Coyote Management and Co-existence

Living Alongside Coyotes

Passive Management of Coyotes

The presence of coyotes in an urban setting usually triggers a predictable set of responses from the community, ranging from fear and concern to curiosity and wonder. One of our goals with the Atlanta Coyote Project is to serve as a source for information and to provide the public with a centralized place to report coyote sightings, activity, and/or human-coyote conflict across the metro area. Passive management – working to prevent conflict before it develops – is the key to coexisting peacefully with wildlife, including coyotes. Understanding coyote behavior and being proactive can prevent conflict from developing or escalating.

Public agencies (e.g., law enforcement, animal control, the Georgia Department of Natural Resources) will generally not respond to complaints about coyotes unless there is a clear and imminent threat to public safety, which is rarely the case. Relocation of coyotes is not an option. Any coyote that is captured by a trapper will be euthanized.

Coyote Relocation Is Not an Option

The territorial behavior of coyotes helps to explain why trapping and killing is not a good management option. If coyotes are regularly occupying an area (i.e., have established a territory), it means they’ve found a good place to live where their needs are being met. Removal of these resident coyotes creates a vacancy that can eventually be filled by a transient who is in search of a territory.

Additionally, removal of resident coyotes decreases competition with any remaining coyotes in the area, which means that more food is now available. More food enables more pups to survive and the local population grows.
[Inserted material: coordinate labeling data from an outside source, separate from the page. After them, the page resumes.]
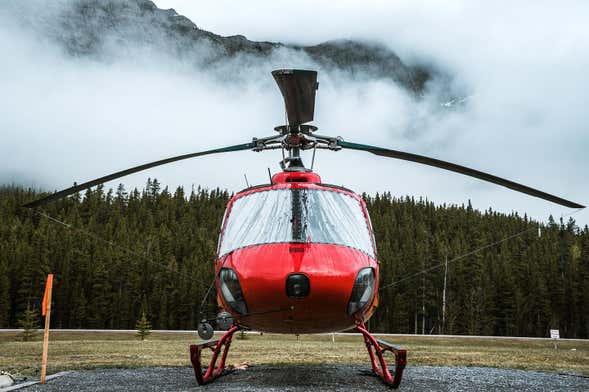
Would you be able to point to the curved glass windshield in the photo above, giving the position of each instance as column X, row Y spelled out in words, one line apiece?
column 296, row 215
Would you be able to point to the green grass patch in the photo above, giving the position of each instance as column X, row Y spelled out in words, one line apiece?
column 70, row 351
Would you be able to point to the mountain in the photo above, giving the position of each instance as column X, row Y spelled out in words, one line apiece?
column 105, row 29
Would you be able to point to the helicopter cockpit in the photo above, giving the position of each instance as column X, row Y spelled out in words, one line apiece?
column 296, row 215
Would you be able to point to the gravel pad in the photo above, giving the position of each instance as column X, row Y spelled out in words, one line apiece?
column 315, row 378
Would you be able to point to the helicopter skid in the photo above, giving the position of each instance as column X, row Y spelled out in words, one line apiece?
column 212, row 371
column 376, row 349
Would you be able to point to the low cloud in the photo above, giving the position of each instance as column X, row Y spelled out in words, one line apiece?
column 521, row 69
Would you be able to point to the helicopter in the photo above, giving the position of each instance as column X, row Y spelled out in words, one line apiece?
column 297, row 255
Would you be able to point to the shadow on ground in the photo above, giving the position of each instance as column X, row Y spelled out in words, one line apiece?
column 315, row 378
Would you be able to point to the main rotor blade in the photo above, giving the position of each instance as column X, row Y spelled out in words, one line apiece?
column 122, row 173
column 459, row 169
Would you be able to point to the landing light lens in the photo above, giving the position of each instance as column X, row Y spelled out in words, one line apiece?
column 362, row 291
column 231, row 290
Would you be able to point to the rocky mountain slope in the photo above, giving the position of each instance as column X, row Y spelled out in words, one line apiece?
column 108, row 28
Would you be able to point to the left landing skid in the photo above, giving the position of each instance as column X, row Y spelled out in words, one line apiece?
column 213, row 370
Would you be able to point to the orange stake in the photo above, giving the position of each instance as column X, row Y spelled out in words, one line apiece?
column 47, row 313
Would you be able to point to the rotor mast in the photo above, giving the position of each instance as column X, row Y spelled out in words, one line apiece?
column 298, row 88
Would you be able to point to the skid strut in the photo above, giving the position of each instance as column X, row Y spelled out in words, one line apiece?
column 214, row 370
column 376, row 348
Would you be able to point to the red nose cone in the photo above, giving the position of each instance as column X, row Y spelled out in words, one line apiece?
column 294, row 177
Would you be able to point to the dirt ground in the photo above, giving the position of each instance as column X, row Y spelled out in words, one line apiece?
column 314, row 378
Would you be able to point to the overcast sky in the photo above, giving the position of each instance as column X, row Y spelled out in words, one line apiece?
column 522, row 64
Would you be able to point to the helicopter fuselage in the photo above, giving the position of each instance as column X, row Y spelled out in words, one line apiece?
column 297, row 256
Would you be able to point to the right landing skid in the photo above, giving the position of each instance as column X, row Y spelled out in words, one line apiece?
column 376, row 349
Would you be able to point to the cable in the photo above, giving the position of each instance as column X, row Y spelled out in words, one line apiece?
column 111, row 243
column 469, row 253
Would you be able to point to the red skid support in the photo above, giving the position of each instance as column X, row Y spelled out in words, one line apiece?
column 212, row 371
column 376, row 348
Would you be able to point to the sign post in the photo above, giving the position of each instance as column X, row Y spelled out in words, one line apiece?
column 47, row 314
column 555, row 335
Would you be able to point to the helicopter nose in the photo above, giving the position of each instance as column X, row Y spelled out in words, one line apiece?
column 297, row 286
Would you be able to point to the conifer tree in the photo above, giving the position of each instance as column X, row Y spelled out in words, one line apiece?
column 143, row 326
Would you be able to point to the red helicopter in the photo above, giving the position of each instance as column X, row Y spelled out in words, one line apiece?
column 298, row 256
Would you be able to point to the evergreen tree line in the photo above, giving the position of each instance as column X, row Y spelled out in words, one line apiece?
column 154, row 251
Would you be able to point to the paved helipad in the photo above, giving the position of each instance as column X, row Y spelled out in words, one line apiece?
column 315, row 378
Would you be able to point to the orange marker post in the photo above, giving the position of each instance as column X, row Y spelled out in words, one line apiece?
column 47, row 313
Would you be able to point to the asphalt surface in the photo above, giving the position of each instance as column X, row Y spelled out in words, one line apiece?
column 314, row 378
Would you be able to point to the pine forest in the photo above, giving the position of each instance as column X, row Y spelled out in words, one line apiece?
column 154, row 249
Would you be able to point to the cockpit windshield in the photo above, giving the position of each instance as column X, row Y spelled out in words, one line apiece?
column 296, row 215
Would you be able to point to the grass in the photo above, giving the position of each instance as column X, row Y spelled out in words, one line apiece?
column 68, row 351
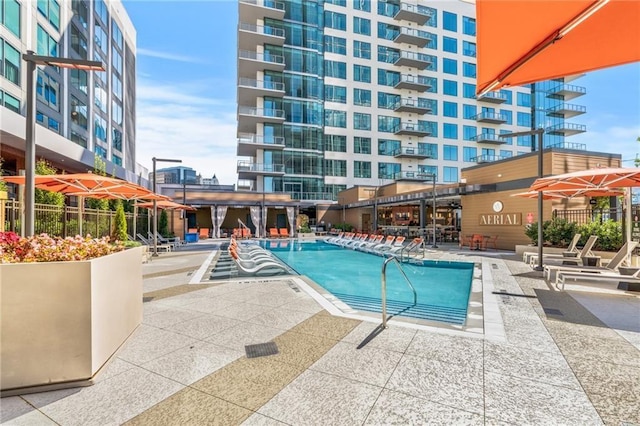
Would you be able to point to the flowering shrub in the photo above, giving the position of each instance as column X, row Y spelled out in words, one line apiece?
column 43, row 248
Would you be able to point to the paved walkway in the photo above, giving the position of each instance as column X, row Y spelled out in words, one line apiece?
column 562, row 358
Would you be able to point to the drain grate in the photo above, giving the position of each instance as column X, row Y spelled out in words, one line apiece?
column 261, row 349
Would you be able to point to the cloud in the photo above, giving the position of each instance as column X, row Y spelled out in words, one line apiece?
column 176, row 122
column 168, row 56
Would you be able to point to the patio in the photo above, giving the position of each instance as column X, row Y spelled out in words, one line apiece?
column 551, row 358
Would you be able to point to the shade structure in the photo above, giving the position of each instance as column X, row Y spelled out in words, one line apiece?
column 521, row 42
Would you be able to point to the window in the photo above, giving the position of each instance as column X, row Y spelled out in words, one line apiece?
column 335, row 69
column 47, row 90
column 449, row 66
column 450, row 44
column 450, row 87
column 450, row 131
column 469, row 132
column 335, row 168
column 450, row 152
column 469, row 90
column 50, row 9
column 10, row 65
column 469, row 49
column 334, row 118
column 362, row 97
column 469, row 111
column 450, row 174
column 361, row 26
column 450, row 109
column 361, row 121
column 335, row 45
column 335, row 94
column 469, row 154
column 361, row 49
column 524, row 119
column 524, row 99
column 335, row 143
column 469, row 69
column 361, row 145
column 362, row 169
column 10, row 16
column 362, row 73
column 335, row 20
column 449, row 21
column 468, row 26
column 364, row 5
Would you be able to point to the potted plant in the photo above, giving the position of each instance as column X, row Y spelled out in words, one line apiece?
column 66, row 306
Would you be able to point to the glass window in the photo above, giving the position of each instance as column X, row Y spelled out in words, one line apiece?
column 361, row 49
column 469, row 69
column 450, row 131
column 450, row 44
column 361, row 145
column 362, row 169
column 335, row 20
column 468, row 26
column 450, row 109
column 450, row 152
column 450, row 174
column 449, row 21
column 362, row 73
column 449, row 66
column 335, row 94
column 361, row 26
column 10, row 16
column 361, row 121
column 469, row 154
column 450, row 87
column 334, row 118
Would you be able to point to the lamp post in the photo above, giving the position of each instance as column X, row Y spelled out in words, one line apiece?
column 30, row 142
column 155, row 202
column 540, row 146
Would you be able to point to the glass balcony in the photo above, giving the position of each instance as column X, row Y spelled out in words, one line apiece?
column 419, row 106
column 490, row 117
column 489, row 138
column 414, row 82
column 250, row 36
column 412, row 13
column 252, row 10
column 412, row 152
column 566, row 129
column 413, row 60
column 413, row 36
A vicious cycle of trapping followed by repopulation is now set in motion.

Finally, trapping is costly and can only be done by a licensed professional in the state of Georgia.

Why Killing Doesn’t Work

This infographic from the Humane Society demonstrates why killing coyotes is not a good solution, either.

The Humane Society of the United States has conducted extensive research on coyote behavior and human-coyote interactions.  Using this research, they have developed guidelines for communities to follow in order to peacefully co-exist with coyotes.   Download the plan here.

Threats to Humans

Coyotes generally pose little threat to humans, but they are wild animals and should be treated with caution. 

Reported cases of humans being bitten or attacked by coyotes are extremely rare.  By contrast, every day nearly 1,000 people in the U.S. are treated in emergency rooms for dog bites.

The incidence of rabies in coyotes is also quite low.  For example, in 2010 the U.S. Centers for Disease Control and Prevention (CDC) reported only 10 cases of rabies in coyotes nationwide, while there were reports of 2,246 rabid raccoons and 1,430 rabid bats.

What To Do/Recommendations:

Preventive measures and passive management are the best ways to avoid coyote conflict.

Never feed coyotes and always prevent their access to food around your home.

Do not leave pet food outside.

Make trash cans inaccessible and secure them with tight lids.

Control small mammals from feeding in and around bird feeders,  which can attract coyotes.

Clean and store grills when not in use.

Properly dispose of dead animals, including any nearby roadkill.

Do not allow pets to roam freely and take them indoors at night.

If pets must be kept outside, consider installing fencing and motion-activated lights to discourage predators.

Keep small livestock and poultry in enclosed or sheltered areas.

 If you see coyotes near your home and feel uneasy about their presence, make loud noises, spray them with a hose, and generally make them feel unwelcome.